Il a mis ses mains autour de mon cou, 4 fois. Il dit que c'est moi qui l'a poussé à faire ça. Il dit que j'ai rajouté sans cesse de nouvelles accusations. Il dit c'est la 1re fois, je l'aime et veut pardonner, mais j'ai peur. Comment faire pour qu'il change ? Il ne veut pas de thérapie, je crois.
Bonjour Vert,
Excusez, s'il-vous-plaît, le retard de notre réponse.
Vous souhaiteriez qu’il change, il vous accuse de l’avoir poussé à vous violenter physiquement et vous pensez qu’il ne veut pas de thérapie.
Les tentatives de strangulations ne sont pas des violences banales, elles sont éminemment dangereuses et confrontent la victime à l’idée de perdre la vie et font peur. C’est inadmissible et vous êtes en droit de porter plainte, votre partenaire encourt une sanction pénale. Si de tels agissements se reproduisent nous vous encourageons vivement à demander un constat médical, même si les traces ne sont pas visibles, il peut y avoir des lésions internes.
Au-delà de ces faits, vous dites aimer votre partenaire et nous comprenons bien qu’il ne se résume pas à la violence qu’il exerce; qu’il a des qualités pour lesquelles vous souhaiteriez lui pardonner. Pourtant, la peur est là et risque de vous accompagner, de vous induire à tout faire pour répondre aux attentes de votre compagnon. Or, vous avez droit à votre personnalité, à tenir compte de vos propres besoins, vous avez droit au respect de celui qui dit vous aimer et il y a d’autres façons de résoudre les conflits que la violence physique, les cris ou les insultes. Vous n’êtes pas responsable de cette violence, celui qui l’agit est responsable de ses actes et quand votre partenaire ne supporte pas certaines de vos façons d’agir, en aucun cas cela ne lui donne le droit de vous violenter.
Il est d’autant plus difficile de se sortir seul de la violence que celle-ci a lieu dans un espace intime où les liens affectifs sont forts.

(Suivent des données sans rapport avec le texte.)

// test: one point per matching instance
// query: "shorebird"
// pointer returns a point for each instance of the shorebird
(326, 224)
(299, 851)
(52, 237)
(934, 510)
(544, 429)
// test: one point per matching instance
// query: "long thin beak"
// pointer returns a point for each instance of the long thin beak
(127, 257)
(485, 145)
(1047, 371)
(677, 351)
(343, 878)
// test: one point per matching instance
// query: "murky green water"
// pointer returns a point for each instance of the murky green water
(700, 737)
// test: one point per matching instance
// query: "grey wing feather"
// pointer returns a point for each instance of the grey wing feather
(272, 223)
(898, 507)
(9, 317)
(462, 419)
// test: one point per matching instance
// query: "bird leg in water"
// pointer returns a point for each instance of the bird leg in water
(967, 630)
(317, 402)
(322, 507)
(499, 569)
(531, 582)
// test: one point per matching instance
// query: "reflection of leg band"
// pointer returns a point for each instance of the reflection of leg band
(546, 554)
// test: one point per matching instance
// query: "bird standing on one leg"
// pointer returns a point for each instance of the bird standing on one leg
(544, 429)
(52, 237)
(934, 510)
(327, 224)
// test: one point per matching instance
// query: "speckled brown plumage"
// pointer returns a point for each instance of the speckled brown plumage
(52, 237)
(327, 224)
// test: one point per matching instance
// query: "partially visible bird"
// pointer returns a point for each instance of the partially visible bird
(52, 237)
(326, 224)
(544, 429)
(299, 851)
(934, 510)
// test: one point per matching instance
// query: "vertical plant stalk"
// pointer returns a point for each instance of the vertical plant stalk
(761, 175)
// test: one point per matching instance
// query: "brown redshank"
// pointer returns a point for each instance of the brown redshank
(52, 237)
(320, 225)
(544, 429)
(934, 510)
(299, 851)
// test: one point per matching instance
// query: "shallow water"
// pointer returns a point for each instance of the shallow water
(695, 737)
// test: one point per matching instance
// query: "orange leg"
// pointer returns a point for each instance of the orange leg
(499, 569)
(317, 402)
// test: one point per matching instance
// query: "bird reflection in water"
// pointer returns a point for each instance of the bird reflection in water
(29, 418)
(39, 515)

L’aide de professionnel-le-s est nécessaire et dans votre canton, il existe des services pour venir en aide aux auteurs de violence, aux victimes de celle-ci et même aux couples pris dans cette tourmente.
Comment pourriez-vous être sûr que votre partenaire ne souhaite pas de thérapie ? lui avez-vous posé la question ? Peut-être a-t-il peur du jugement d’autrui ? a-t-il honte ? voudrait-il se voir autrement ? pensez-vous qu’il puisse changer ? et vous, qu’êtes-vous prête à faire pour votre sécurité et ne plus accepter l’humiliation et la violence qui vous est imposée ? Soyez sûr qu’aucun comportement ne justifie une telle violence et que les sources de celle-ci sont ailleurs. Votre responsabilité est de vous protéger.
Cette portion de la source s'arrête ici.